Aux dernières européennes, j'étais très impliquée dans le tout jeune PG, et les réunions, les meetings me donnaient l'illusion de faire partie de l'Histoire. Ce n'est plus le cas aujourd'hui.
Aujourd'hui, après m'être contorsionnée pour adhérer, l'âge venant, ma souplesse s'amenuise et le peu de temps qu'il me reste à vivre, je ne veux pas le passer en compromis. C'est une attitude très individuelle si bien que j'ai peu d'allant pour essayer le prosélytisme en cette matière.

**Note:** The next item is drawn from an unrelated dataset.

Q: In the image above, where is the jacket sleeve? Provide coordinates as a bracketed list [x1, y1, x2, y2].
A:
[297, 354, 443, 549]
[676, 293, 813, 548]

Pourtant, cela fait longtemps que j'ai compris que face à un pouvoir agaceur, ravageur, violent, la seule réaction vitale efficace était le déni ; on tourne le dos, on n'écoute plus, on fait ce qu'on a à faire. Dans la vie professionnelle, peut-être beaucoup d'entre vous n'ont pas eu affaire à des petits cheffaillons que vous turlupinez et qui ne cessent de vous trouver des poux dans la tête, qui vous harcèlent, vous nuisent, toujours sans affrontement, de manière détournée ; je veux dire qu'entre adultes, le rapport de pouvoir se vit rarement au niveau des ordres, des contraintes imposées mais plus sur celui du chantage, des coups bas, des trahisons, et des.. inadvertances !! Sauf bien sûr si vous êtes à l'armée ou dans un coin de la grande distribution où les petits chefs affirment et imposent, en même temps qu'ils peuvent agir de manière détournée comme je viens de le souligner.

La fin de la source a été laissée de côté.